Announced at EuroPCR in Paris, the five year-long trial will enroll patients across up to 150 sites with uncontrolled hypertension and is being touted as the world’s largest randomised trial
St. Jude Medical, a global medical device company, has announced the start of its EnligHTNment clinical study. It is being touted as the largest randomised, prospective trial to determine whether renal denervation and medication offers additional health benefits beyond lowering blood pressure in patients with uncontrolled hypertension. The EnligHTNment study will evaluate the EnligHTN Multi-Electrode Renal Denervation Systemand its ability to reduce the risk of major cardiovascular events such as heart attack, stroke, heart failure and cardiovascular death.
Prior to the EnligHTNment trial, the majority of renal denervation studies have only tested the safety and efficacy of this technology in patients with drug-resistant hypertension, which is defined as systolic blood pressure above160 mmHg, despite taking three or more anti-hypertensive medications including a diuretic.

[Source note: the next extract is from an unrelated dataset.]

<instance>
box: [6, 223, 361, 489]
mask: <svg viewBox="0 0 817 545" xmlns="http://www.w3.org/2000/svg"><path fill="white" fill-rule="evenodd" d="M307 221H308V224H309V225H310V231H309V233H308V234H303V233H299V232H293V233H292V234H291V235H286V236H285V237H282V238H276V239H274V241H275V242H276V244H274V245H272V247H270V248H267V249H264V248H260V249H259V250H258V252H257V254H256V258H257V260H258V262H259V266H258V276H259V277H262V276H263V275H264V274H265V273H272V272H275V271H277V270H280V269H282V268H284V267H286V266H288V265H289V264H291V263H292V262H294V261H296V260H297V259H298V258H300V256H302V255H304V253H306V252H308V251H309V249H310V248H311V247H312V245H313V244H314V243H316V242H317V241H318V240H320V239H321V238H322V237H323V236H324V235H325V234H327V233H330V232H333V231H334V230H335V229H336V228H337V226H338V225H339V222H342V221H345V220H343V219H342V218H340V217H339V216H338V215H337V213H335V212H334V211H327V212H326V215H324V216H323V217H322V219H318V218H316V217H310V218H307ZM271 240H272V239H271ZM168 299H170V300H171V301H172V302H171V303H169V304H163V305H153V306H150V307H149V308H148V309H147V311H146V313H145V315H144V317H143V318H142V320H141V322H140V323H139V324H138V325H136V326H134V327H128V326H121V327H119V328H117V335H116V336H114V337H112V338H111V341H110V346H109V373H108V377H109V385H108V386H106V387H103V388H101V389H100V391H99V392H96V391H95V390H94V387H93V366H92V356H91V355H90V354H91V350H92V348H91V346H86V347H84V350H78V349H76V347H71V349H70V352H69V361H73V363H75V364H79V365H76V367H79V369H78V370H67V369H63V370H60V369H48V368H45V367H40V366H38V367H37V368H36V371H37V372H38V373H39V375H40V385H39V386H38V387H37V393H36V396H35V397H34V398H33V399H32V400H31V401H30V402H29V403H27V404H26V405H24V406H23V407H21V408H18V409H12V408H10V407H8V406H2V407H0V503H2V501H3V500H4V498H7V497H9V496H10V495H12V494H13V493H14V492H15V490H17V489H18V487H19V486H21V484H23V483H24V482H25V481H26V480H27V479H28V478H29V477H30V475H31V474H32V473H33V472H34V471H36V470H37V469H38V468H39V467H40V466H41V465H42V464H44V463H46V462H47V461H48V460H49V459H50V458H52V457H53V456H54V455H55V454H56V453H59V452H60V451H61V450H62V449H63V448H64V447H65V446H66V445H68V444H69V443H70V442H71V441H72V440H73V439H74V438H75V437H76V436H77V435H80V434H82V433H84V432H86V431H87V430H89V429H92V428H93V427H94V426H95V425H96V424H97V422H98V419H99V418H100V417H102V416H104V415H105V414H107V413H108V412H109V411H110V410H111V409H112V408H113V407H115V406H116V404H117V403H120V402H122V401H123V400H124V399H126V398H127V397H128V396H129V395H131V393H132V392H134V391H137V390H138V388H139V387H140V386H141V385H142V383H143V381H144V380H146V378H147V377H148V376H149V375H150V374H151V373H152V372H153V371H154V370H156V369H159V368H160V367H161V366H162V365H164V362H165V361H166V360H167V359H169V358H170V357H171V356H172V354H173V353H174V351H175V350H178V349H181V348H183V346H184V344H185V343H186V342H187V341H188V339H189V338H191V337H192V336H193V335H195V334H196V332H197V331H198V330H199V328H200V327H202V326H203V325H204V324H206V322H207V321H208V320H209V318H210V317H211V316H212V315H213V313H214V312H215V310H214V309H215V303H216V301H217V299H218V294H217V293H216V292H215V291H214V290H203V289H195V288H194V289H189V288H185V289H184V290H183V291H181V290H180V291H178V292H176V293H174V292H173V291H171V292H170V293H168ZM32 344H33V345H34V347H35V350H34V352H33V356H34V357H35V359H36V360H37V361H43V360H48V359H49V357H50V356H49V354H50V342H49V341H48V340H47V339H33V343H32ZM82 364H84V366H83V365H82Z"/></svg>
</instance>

“The EnligHTNment trial will provide key insight into whether renal denervation therapy can reduce common cardiovascular complications of high blood pressure that often leave patients disabled or, in some cases, can even be fatal,” said Professor Thomas Lüscher, Chairman, Cardiology and Cardiovascular Center at the University Hospital in Zurich, Switzerland, a principal investigator for the trial. “Learning more about renal denervation’s impact on major cardiovascular diseases will provide critical information on the health effects and potential benefits of the therapy in patients who currently don’t have an adequate treatment option,” he added.
The EnligHTNment study is a prospective, randomised, controlled study of approximately 4,000 patients with a systolic blood pressure greater than 160 mmHg. Patients enrolled around the world at up to 150 sites will be randomised to medical therapy plus renal denervation or medical therapy alone. All patients will be followed for five years under an event-driven trial design. Primary endpoints for the study include major cardiovascular events such as heart attack, stroke, heart failure with hospitalisation and cardiovascular death. Secondary endpoints include the reduction of in-office and ambulatory blood pressure and changes in renal function.
Renal denervation therapy in the EnligHTNment study will use the EnligHTN Renal Denervation System. Prior studies of this system have demonstrated that patients with drug-resistant hypertension had a safe, rapid and sustained drop in blood pressure. After thirty days, systolic blood pressure was rapidly reduced by an average of 28 mmHg. At six months, it remained stable with an average reduction of 26 mmHg. It is important to note that the risk of cardiovascular death is cut in half with every 20 mmHg decrease in systolic blood pressure.
“St. Jude Medical is pleased to start the landmark EnligHTNment trial to learn more about the long-term effects of uncontrolled hypertension and to see how we can better assists physicians in treating at-risk patients,” said Frank J. Callaghan, President of the St. Jude Medical Cardiovascular and Ablation Technologies Division.